“No matter how old a democracy, there is always space for continued improvements.”
Maina Kiai, UN Special Rapporteur on the rights to freedom of peaceful assembly and of association
UN Special Rapporteur on the rights to freedom of peaceful assembly and of association, Maina Kiai, recently conducted a fact-finding mission to the United Kingdom. During the country visit, he assessed the protection of the rights to freedom of association and assembly and identified areas for improvement for the protection of these rights. At the conclusion of the mission, Mr. Kiai issued a press statement highlighting his preliminary findings and recommendations.
Mr. Kiai expressed concern about certain restrictions on public protests and demonstrations in the UK. In particular, he noted that England made use of undercover police officers who infiltrate the activities of non-violent protest groups engaged in legitimate democratic activities. He also noted that the Mark Kennedy case, in which undercover officers formed strategic relationships with non-violent protestors in order to obtain information on their activities, illustrated how this practice can negatively impact victims in the aftermath of the infiltration.
The Special Rapporteur additionally expressed concern that Article 13 of the Public Order Act, which allows authorities to prohibit public marches, poses a legal restriction to citizens’ right to peaceful protest.
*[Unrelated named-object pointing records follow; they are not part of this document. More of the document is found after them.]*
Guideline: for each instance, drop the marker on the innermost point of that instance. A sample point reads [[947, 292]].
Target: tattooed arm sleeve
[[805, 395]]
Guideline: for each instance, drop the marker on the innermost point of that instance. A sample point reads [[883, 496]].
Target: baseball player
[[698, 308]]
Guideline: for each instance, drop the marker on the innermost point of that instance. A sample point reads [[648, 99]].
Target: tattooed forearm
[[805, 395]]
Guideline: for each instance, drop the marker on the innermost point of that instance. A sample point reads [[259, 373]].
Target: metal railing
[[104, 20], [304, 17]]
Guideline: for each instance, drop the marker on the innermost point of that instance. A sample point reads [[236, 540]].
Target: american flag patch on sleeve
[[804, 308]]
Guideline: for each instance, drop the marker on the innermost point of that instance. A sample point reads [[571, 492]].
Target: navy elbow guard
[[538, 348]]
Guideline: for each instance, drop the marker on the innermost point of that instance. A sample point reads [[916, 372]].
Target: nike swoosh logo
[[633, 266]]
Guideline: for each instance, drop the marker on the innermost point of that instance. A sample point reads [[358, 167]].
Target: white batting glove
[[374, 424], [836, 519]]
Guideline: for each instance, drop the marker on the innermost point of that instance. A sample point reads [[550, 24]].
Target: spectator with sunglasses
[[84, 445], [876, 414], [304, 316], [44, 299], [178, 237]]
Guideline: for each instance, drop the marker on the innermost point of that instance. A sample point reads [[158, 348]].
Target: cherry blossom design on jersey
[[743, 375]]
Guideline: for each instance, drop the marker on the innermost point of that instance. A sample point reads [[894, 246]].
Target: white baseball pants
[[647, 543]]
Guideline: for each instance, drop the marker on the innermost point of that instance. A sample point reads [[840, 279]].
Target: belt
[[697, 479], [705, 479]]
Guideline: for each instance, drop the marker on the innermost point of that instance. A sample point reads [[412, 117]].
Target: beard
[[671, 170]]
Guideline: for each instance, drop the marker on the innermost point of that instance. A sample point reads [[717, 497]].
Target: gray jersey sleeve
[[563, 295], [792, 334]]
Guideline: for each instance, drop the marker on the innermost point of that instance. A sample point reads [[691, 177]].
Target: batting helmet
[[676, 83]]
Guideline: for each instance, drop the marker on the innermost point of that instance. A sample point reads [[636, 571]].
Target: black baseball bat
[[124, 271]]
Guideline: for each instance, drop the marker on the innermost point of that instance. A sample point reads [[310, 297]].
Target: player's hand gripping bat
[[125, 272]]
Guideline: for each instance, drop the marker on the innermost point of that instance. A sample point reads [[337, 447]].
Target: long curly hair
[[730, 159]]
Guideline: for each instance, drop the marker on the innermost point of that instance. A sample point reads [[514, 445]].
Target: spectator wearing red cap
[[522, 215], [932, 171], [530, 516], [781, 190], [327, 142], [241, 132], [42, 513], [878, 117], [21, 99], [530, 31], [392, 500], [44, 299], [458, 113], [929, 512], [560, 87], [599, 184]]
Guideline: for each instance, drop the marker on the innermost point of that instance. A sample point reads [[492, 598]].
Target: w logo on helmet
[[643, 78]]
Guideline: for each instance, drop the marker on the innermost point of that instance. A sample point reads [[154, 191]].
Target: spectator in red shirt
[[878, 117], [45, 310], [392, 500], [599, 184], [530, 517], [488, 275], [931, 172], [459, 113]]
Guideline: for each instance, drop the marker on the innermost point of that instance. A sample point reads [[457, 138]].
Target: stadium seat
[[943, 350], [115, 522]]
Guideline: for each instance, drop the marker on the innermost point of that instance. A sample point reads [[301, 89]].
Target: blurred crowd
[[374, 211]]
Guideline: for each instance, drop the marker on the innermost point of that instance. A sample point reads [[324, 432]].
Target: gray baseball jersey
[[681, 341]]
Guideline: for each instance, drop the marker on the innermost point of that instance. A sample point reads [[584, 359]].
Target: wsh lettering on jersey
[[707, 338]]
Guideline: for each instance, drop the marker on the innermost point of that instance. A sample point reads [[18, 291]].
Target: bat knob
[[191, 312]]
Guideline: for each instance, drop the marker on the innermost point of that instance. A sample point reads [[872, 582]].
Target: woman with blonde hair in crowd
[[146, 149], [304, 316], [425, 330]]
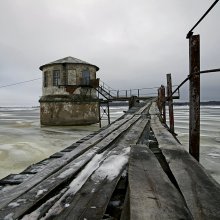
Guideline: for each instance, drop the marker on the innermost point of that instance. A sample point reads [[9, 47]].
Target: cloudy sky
[[134, 43]]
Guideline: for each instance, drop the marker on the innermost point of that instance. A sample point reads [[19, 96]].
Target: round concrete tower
[[69, 95]]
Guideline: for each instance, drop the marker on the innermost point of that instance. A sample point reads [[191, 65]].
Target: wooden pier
[[132, 169]]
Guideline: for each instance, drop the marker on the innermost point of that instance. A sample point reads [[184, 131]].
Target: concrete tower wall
[[68, 94]]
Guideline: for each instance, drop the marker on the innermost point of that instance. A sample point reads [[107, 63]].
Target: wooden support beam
[[163, 101], [170, 102], [194, 96], [152, 195]]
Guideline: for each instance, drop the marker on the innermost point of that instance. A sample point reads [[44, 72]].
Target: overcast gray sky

The Special Rapporteur similarly condemned the police tactic of containment or ‘kettling’, in which protestors are restricted by police officers for lengthy periods of time, sometimes without access to water or sanitary facilities. Both the blanket bans on marches as well as the practice of kettling were criticized by Mr. Kiai for their indiscriminate and disproportionate violation of freedom of peaceful assembly rights.
In relation to the protection of freedom of association in the UK, the Special Rapporteur praised the large number of charities and an overall vibrant civil society sector. Nevertheless, he highlighted some worrisome practices that currently restrict freedom of association rights. Counter-terrorism measures, for example, have led to a ban on certain organizations despite the lack of proof that they are involved in terrorist activities. Many organizations run by minority communities have as a result been deterred from expressing themselves due to fear of being labeled as “extremist.”
Despite room for improvement, the Special Rapporteur on the whole commended the UK for considerable progress in the protecting the rights to freedom of assembly and association. He noted that several good practices, such as the adoption of a human rights based approach to facilitating parades and protests in Northern Ireland, could provide a model for countries wishing to strengthen their protection of these rights.
The full country report will be presented to the 23rd session of the Human Rights Council in Geneva in June 2013.